Junior Tim Kimbrough, who was starting beside Floyd, suffered a sprained MCL last week but is due to be ready for the start of the season. Junior Reggie Carter and senior Jake Ganus are also primed for playing time, and Natrez Patrick, the freshman early enrollee, had an impressive spring.
Then there’s Smith, whose smallish frame might have caused some teams to consider him at safety. But Georgia’s defensive staff, led by coordinator Jeremy Pruitt, is aiming for speed in the back seven, so Smith – who has put on seven pounds since enrolling – figures he’s staying at his current spot.
“There aren’t too many safeties playing at that high a weight,” Smith said.
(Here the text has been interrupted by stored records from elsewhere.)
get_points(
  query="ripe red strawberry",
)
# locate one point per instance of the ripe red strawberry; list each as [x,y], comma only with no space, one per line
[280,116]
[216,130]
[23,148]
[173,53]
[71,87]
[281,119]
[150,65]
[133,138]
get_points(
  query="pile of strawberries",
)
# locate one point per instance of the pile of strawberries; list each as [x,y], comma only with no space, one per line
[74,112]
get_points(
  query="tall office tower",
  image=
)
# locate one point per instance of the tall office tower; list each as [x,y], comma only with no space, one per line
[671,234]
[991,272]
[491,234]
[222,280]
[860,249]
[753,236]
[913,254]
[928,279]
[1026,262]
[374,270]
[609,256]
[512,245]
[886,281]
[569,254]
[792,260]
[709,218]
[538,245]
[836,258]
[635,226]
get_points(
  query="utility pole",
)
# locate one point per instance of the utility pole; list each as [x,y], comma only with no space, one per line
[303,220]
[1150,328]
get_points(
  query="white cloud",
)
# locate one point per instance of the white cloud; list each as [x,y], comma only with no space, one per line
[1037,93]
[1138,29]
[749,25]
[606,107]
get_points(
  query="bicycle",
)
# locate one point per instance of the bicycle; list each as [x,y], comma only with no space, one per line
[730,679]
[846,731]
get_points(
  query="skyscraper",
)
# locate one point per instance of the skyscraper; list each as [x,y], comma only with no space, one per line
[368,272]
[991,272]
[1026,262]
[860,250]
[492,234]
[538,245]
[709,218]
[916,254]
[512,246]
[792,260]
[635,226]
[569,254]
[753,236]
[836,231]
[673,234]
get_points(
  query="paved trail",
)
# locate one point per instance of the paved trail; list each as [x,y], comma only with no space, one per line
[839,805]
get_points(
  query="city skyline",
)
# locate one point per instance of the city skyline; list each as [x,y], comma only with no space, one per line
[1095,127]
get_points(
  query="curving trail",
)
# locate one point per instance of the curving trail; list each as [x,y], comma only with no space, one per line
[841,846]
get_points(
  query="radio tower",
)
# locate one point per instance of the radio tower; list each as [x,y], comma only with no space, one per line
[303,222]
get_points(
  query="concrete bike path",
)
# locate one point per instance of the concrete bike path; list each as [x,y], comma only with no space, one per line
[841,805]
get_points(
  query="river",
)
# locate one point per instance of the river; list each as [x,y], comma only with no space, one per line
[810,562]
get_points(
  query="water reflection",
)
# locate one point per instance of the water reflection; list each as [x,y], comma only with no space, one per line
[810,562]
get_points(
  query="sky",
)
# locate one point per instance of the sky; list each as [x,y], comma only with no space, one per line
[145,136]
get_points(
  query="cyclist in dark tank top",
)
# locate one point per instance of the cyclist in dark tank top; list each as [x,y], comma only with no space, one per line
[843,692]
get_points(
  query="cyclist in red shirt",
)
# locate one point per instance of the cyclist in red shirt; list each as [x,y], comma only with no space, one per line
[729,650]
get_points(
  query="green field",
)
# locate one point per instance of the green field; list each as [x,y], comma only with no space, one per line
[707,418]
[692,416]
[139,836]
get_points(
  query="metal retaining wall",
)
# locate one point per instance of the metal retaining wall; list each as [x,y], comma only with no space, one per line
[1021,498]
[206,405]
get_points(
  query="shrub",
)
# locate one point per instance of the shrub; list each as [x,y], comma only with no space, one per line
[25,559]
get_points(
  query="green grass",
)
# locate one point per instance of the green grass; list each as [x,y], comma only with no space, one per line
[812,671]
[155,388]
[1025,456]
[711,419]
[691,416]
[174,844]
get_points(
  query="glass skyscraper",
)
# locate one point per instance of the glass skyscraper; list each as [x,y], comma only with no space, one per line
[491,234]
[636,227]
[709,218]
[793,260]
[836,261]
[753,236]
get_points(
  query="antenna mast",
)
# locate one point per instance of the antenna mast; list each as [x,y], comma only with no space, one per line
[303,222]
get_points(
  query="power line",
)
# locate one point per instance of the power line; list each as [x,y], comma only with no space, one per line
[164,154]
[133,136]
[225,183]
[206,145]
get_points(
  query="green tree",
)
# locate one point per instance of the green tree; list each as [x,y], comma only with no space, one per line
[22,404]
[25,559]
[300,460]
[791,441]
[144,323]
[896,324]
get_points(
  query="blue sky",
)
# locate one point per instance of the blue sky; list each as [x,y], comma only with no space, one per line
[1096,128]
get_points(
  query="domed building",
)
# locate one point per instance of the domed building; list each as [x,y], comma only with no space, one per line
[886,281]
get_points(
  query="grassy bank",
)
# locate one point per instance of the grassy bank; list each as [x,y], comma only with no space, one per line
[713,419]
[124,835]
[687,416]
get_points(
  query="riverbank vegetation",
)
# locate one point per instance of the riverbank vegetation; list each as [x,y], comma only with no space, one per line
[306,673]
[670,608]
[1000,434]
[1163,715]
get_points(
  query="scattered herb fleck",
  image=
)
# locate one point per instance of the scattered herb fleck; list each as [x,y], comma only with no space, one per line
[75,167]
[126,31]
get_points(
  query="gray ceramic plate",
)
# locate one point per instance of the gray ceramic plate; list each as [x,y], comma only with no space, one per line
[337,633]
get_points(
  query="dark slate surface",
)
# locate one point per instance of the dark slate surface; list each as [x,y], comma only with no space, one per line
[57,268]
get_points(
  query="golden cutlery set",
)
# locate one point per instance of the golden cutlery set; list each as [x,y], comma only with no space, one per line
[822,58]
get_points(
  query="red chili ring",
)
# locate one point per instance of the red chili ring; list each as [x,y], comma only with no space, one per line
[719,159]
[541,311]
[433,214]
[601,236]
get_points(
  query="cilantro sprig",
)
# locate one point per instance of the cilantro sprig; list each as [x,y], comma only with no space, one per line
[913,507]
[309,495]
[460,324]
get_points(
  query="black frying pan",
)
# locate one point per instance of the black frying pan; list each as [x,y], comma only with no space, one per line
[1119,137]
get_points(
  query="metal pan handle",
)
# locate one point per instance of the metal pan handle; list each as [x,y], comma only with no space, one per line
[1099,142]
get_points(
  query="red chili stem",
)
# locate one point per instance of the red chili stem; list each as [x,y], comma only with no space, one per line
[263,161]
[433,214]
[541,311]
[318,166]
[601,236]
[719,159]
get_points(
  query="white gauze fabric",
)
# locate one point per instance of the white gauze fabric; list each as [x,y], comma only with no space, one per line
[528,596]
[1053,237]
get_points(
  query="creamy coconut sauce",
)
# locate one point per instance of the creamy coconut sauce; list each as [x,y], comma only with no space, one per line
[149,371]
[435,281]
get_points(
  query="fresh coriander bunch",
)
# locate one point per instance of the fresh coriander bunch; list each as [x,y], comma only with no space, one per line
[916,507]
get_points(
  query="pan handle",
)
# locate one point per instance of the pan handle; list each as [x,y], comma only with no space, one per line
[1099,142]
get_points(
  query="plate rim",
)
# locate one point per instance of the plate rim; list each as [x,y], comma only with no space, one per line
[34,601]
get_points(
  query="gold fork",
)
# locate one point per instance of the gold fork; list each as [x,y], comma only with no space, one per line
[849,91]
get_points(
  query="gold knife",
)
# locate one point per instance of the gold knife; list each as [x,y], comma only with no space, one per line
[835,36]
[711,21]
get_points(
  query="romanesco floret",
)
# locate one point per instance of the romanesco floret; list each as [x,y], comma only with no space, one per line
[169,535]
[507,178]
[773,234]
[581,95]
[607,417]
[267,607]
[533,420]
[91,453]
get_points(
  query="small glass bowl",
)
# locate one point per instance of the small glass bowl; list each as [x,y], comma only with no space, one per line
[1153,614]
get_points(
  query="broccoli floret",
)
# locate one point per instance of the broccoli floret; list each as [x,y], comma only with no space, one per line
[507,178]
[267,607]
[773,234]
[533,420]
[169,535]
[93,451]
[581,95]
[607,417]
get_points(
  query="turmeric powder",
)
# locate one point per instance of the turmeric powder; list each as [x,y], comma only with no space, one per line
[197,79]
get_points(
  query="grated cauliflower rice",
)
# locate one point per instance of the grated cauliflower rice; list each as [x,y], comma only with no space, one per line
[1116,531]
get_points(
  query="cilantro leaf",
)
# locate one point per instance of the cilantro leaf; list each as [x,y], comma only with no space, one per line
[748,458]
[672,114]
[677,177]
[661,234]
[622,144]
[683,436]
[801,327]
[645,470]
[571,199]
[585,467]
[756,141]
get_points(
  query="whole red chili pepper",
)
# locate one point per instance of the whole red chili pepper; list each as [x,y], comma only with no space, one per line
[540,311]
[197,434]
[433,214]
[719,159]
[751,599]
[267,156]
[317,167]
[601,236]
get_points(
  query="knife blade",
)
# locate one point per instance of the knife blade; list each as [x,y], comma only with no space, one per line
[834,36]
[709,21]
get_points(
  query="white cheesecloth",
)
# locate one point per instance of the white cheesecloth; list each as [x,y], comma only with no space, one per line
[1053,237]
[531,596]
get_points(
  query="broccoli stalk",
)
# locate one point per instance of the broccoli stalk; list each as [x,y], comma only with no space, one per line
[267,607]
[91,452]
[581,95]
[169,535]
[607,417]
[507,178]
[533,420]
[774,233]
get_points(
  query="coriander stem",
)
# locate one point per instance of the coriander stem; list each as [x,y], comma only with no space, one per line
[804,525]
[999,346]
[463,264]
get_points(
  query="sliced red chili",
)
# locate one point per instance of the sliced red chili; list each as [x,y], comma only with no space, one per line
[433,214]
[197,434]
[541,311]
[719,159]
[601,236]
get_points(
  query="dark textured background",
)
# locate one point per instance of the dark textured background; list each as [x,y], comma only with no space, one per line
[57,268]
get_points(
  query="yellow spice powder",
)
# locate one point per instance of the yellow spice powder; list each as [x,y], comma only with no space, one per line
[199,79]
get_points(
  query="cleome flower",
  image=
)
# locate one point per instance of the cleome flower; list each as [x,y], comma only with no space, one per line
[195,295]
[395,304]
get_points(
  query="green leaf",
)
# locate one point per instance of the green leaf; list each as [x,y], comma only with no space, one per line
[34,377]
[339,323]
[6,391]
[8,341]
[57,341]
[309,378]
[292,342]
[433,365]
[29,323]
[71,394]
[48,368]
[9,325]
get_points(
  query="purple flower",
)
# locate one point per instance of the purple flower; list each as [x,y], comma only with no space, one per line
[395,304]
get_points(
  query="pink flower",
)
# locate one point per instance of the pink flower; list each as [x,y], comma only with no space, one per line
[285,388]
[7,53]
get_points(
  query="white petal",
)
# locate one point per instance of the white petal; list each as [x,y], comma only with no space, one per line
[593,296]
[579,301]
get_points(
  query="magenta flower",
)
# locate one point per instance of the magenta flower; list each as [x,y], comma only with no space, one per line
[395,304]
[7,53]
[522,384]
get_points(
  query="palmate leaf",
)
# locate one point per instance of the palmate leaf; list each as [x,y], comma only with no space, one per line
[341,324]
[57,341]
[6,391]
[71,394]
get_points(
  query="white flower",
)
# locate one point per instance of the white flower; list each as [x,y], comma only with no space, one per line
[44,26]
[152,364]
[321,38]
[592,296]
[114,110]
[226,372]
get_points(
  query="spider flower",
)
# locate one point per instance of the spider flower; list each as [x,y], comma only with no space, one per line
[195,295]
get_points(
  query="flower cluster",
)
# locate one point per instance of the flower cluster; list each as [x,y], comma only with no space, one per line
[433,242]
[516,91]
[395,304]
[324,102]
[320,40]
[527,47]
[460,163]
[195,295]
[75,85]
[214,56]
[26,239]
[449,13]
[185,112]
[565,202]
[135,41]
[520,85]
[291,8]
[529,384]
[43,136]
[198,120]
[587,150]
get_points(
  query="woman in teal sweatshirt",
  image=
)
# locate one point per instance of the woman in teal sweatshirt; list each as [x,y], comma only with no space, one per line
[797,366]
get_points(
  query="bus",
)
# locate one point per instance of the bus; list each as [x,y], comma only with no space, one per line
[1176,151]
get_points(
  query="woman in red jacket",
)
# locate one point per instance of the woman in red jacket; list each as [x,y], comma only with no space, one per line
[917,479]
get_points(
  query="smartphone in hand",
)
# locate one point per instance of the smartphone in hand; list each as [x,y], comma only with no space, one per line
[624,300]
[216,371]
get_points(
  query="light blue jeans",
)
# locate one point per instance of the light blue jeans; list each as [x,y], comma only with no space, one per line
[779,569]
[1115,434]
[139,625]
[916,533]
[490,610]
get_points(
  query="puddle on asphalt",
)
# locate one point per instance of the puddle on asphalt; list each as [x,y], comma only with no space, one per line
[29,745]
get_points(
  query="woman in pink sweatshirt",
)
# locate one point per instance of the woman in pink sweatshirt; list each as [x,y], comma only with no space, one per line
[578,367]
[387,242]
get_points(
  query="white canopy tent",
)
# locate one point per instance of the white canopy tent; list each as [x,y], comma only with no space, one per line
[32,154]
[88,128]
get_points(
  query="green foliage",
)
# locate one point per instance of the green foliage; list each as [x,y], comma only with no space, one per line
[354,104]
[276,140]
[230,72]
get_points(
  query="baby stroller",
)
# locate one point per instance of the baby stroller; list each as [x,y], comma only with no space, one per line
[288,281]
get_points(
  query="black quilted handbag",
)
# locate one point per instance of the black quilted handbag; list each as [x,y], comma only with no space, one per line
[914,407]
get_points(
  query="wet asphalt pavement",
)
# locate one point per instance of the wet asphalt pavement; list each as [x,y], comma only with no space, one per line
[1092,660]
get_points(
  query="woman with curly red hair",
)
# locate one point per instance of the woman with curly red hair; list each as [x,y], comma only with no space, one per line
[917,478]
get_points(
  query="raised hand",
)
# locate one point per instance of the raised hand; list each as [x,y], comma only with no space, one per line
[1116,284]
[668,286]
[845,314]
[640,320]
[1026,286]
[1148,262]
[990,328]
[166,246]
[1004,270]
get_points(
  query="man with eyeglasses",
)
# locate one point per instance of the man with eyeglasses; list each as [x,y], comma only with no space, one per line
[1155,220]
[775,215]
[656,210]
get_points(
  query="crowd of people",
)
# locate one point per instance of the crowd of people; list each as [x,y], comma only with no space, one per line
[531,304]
Smith was known at Macon County High School as someone who could just go after the ball, and use his athleticism to overcome any late reactions. Now he’ll be asked to read and adjust quicker, something he’s comfortable doing. Actually, he’s comfortable doing anything.
“I think I’m a good cover linebacker. Also I can go downhill too,” Smith said. “I can do it all. I just think covering is one of my main assets.”
“He’s fast, instinctive, he’ll put his face on you,” Ekeler said. “Usually it takes time when guys come in to understand how to take on blocks and get on blocks. And both he and Juwan (Taylor, another freshman inside linebacker) have really done a great job. And I think it comes from watching the older guys. The older guys come in there and you’ll see some rated R stuff. They (the freshmen) want to be a part of that.”
Earlier this year Smith was more famous for what happened off the field: He committed to UCLA at a signing day ceremony, then re-considered upon the Bruins’ defensive coordinator leaving, and ultimately decided to commit to Georgia but never sign a letter-of-intent. It made him a bit of a cause celebre’ in college football.
That all seems long ago, now that he’s on campus preparing to suit up.
“I’m just glad to be here,” Smith said. “I try not to think about the past. So I’m just happy that I’m here now, that I came here.”